I purchased these of Ebay and in the package was some sassafras, red elm, and maple. I'm not sure which these are.  Any help is appreciated. Thank you.


----------



## Jim Smith (Sep 2, 2013)

Just taking a guess, but the first group looks like blue mangrove and the second group looks a bit like Elm to me. I'll let others jump in if they have other ideas or suggestions.

Jim Smith


----------



## The Penguin (Sep 2, 2013)

I can tell you 100%, without a doubt...those are definitely wood.


----------



## Jim Burr (Sep 2, 2013)

I'm not seeing much maple in there.

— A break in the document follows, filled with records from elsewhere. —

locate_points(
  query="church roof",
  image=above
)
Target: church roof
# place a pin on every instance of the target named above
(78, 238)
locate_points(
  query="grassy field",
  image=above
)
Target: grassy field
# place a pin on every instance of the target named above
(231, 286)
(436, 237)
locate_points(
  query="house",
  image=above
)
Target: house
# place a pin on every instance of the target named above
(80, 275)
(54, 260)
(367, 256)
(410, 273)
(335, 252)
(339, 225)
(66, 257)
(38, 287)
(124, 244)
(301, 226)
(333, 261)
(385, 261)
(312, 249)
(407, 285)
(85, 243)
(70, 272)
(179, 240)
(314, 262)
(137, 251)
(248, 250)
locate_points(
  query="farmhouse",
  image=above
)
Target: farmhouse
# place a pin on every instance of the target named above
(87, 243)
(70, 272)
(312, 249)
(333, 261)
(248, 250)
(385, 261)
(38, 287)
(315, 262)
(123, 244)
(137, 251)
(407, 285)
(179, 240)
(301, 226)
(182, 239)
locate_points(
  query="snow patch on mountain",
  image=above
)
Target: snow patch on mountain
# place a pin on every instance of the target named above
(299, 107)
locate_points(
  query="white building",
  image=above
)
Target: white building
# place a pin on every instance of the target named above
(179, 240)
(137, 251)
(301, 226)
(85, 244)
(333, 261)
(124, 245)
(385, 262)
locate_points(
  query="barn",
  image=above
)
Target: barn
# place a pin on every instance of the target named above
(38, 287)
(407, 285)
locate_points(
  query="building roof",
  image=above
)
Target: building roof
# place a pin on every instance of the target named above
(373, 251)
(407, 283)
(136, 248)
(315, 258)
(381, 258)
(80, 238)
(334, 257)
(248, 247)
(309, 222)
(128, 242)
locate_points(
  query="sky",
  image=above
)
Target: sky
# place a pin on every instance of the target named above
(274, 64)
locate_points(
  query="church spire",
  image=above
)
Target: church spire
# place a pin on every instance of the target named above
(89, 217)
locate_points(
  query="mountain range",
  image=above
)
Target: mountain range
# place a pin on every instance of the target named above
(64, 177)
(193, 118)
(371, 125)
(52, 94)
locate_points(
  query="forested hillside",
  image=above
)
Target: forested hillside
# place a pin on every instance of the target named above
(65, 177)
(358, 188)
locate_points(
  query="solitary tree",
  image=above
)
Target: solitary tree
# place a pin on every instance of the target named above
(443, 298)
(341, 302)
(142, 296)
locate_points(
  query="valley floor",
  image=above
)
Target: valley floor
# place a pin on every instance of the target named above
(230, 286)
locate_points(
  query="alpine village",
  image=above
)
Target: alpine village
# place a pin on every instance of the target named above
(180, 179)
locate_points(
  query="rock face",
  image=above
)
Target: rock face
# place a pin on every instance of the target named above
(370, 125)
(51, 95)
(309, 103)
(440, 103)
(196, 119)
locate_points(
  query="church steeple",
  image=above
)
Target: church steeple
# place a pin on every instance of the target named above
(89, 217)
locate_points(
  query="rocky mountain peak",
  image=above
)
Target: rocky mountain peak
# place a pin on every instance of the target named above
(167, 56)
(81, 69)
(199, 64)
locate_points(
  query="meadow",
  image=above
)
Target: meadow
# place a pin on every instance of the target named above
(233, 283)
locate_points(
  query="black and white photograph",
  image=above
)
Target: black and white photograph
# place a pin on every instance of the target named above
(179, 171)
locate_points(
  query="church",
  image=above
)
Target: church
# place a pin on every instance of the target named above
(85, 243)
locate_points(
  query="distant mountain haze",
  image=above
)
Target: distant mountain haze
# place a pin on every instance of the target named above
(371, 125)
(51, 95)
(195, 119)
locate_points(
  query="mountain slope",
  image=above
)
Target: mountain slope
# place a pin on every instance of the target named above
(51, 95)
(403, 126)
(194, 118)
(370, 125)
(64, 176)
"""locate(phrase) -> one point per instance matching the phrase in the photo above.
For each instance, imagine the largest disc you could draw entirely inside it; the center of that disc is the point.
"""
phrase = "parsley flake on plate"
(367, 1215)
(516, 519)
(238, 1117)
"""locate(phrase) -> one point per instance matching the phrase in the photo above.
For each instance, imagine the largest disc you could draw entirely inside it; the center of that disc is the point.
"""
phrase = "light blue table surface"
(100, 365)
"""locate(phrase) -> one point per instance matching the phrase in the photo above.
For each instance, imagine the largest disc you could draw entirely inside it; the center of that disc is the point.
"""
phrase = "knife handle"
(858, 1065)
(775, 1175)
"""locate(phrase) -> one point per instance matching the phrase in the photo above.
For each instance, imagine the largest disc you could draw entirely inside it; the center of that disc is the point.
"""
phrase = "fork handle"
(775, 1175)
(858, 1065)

Next time...ask the seller to label the blanks and send a pic for proof.


----------



## mrcook4570 (Sep 2, 2013)

Sassafras will be very easy to identify when you cut it.  It has a very distinct odor.


----------



## Monty (Sep 2, 2013)

mrcook4570 said:


> Sassafras will be very easy to identify when you cut it.  It has a very distinct odor.


IMHO it has a menthol odor, like Vicks vap-o-rub.


----------



## MichaelD (Sep 2, 2013)

Looking over here at my sassafras bookcase I would say #4 AND #5 AND possibly #1 "might" be sassafras.


----------



## PenPal (Sep 2, 2013)

A pic I took this morning shows Sassafras from Tasmania bottom left in most of a shoe box of Aussie timbers may help another time as well.

Sassy Bottom Row 1
Bottom 2 of row 2
2/3/and 4 down from top row 3

I have another pic taken this week of a few boards amongs other stuff I gave to my eldest Grandaughter and her husband this week Sassie is getting rare as.

KInd regards Peter.


----------



## PenPal (Sep 2, 2013)

Another pic Sassafras thick boards LHS 3 in front one above they were part of this car full of precious stuff to kick them off in box making, also gave them a Gifkins Dovetail Jig and a plate with two variable speed Routers mounted in to enable all the dovetails and pins to be made for a box in twenty minutes tops.'

Any one interested in boxes Google Gifkins a mate of mine an ex Schoolie Woodworking Teacher bought this company moved from Canberra and runs the business from a thousand miles away. He was here last week for the Working With Wood large (for us in Australia) Wood show an annual event on the Calendar.

They my kids expressed a desire for some of my timber so to avoid ever changing money in family he is in IT and the deal he made me an IBM desktop 7 inches square filled with goodies in exchange, they live in Sydney two hundred miles nth of Canberra and were able to receive demos of the Gifkin Jig Simplicity itself.

Kind regards Peter.


----------